Ask HN: Cryptographic timestamp? - zackmorris

I have a few dozen ideas for various inventions and algorithms that are potential game changers but probably too big for me to pull off myself.  So I would like to post them to my website and sign them somehow to prove that they were released on a specific date for prior art, to prevent them from being patented.  I found this:<p>http://en.wikipedia.org/wiki/Trusted_timestamping<p>But I'm not really sure where to go from here.  Can anyone recommend an app to do this?  If it's relevant, I'm on a Mac running 10.7.  Most of the ideas require on the order of $5000 or more in living expenses and materials to explore over a couple of months, but they are not technically complicated, just abstract.  I'm hoping eventually to see a kind of github/kickstarter for inventors so they can get the small funds to tinker on their projects and then release them into the public domain.  Any ideas/suggestions there would be much appreciated.  Projects like the windbelt and electric multicopter come to mind.  There are so many relatively easy ideas that could move us into the 21st century but most of us are still trying to make rent each month...<p>Thanks!
======
arethuza
A number of CAs can supply certificates under Adobe's Certified Document
Services scheme:

<http://www.adobe.com/security/partners_cds.html>

As far as I know these all include the use of a RFC 3161 compliant
timestamping service:

<http://en.wikipedia.org/wiki/Trusted_timestamping>

I've used GlobalSign to obtain the relevant certificates and associated
hardware (for personal use this is a small USB token):

[http://www.globalsign.com/document-security-
compliance/adobe...](http://www.globalsign.com/document-security-
compliance/adobe-cds/)

------
cd34
The old way of doing this was to put it in a sealed envelope and mail it to
yourself - with the postmark being the timestamp.

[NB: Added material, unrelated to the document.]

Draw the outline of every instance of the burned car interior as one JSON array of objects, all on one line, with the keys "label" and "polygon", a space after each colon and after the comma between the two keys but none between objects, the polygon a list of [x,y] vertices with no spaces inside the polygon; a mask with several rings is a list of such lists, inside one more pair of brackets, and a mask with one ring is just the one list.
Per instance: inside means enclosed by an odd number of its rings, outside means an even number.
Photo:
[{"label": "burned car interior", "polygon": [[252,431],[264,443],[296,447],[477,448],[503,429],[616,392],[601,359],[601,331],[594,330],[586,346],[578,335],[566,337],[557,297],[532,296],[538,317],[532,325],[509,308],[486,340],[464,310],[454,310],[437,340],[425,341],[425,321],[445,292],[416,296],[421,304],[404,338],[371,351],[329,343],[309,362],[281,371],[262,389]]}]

As for your ideas, there are several projects on kickstarter et. al. that do
handle things like that. One of the more recent ones was the Global Village
Construction kit.

Try it out, see if you can get funding.

------
ig1
Just file a patent application for them, as you don't care about actually
patenting them you won't need to shell out for patent lawyers, so you just
need to pay a relatively small filing fee.

Plus it makes it much more likely that your patent will turn up in prior art
searches.